Veiligheid gaat hier gepaard met premiereductie en Quby is uitgegroeid tot een volwassen smart-home product dat perfect past in de missie van Interpolis en goed is voor nieuwe inkomstenstromen.
Het besef moet doordringen dat economie een middel is en vooral geen doel op zich. We moeten af van de vraag hoe we een economisch model dat is gericht op oneindige groei kunnen verenigen met de zorg voor een in wezen eindige planeet, want die twee doelstellingen zijn onverenigbaar.
Door de neoliberale wereldorde is de ‘natuurlijke orde’ verstoord geraakt. Als de banken weer de reële economie meer moeten gaan steunen en als mensen beter beloond worden voor hun arbeid, kunnen we overschakelen naar een andere economie.”
Laten ontstaan is beter dan consumeren
Volgens Leo van de Voort is er in ieder geval duidelijk sprake van een toenemend verlangen naar een samenleving waarin niet de markt maar de mens de maat der dingen is.
“Essentiële waarden van onze beschaving”, zo onderstreept hij, “ontstaan niet louter door consumeren. Waarden als gemeenschap, verbondenheid, gezin en voldoening vinden hun grondslag veeleer in het met elkaar voortbrengen, het laten ontstaan.
Als mensen het gevoel kunnen krijgen dat ze samen aan iets werken, dat ze er toe doen, dan getuigen ze vaak van een wonderlijke veerkracht. De warme kant van het humanisme met aandacht voor solidariteit en zorg biedt volgens mij nog altijd veel hoop voor de toekomst.
Een krachtige pleitbezorger daarvan is dus Emmanuel Levinas. Maar ook Richard Sennett die in zijn boek The Corrosion of Character de gevolgen beschrijft van het nieuwe flexibele kapitalisme op het karakter van de mensen, ziet heil in de opwaardering van werk en het minder belang hechten aan de prestatienormen.
En Europeana, het boek van Patrik Ourednik, dat ik al eerder aanhaalde, zet eigenlijk ons collectieve historische geheugen op de helling, maar biedt tegelijk lichtpuntjes, op voorwaarde dat we er in ‘een nieuwe wereld’ in slagen de dingen kleiner en dichtbij te houden.
Ourednik houdt ons een lachspiegel voor, waarbij absurditeit geen eindpunt is, maar een begin. We zijn allen statistiek, gelijk in onze banaliteit. En hij schrijft dat onze revolte tegen deze absurditeit geen enkele kans van slagen heeft als die niet vergezeld gaat van een diep gevoelde menselijke solidariteit, en diep respect voor ‘de ander’ zoals ook Levinas schreef.

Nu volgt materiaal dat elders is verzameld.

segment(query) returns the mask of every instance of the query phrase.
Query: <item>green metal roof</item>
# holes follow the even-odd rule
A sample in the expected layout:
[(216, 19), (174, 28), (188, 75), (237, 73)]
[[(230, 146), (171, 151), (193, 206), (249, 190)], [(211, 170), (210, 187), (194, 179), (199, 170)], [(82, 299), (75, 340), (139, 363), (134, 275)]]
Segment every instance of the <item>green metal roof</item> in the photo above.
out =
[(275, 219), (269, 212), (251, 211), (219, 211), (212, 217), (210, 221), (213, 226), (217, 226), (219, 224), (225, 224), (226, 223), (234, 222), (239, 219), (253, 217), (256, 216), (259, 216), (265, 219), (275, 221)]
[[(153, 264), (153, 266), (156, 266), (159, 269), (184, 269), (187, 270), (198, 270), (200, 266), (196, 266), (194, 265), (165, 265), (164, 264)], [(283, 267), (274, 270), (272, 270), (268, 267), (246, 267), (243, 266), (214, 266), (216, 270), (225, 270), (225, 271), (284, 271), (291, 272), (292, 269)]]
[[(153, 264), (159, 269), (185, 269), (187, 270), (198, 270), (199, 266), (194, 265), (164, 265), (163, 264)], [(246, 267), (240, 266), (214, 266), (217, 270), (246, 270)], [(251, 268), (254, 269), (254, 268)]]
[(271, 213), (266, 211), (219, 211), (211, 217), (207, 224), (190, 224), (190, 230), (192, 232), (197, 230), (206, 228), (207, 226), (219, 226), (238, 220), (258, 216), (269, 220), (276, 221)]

Of kort gezegd: als we er als mensheid in slagen onze ongebreidelde liefde voor het kapitalistische systeem een beetje aan te vullen met meer spiritualiteit en samenzijn, dan moeten we de toekomst niet gitzwart inzien. Maar naast een beetje geluk en doorzettingsvermogen zullen beleidsmakers en bedrijfsleiders daar ook een dosis moed voor nodig hebben.”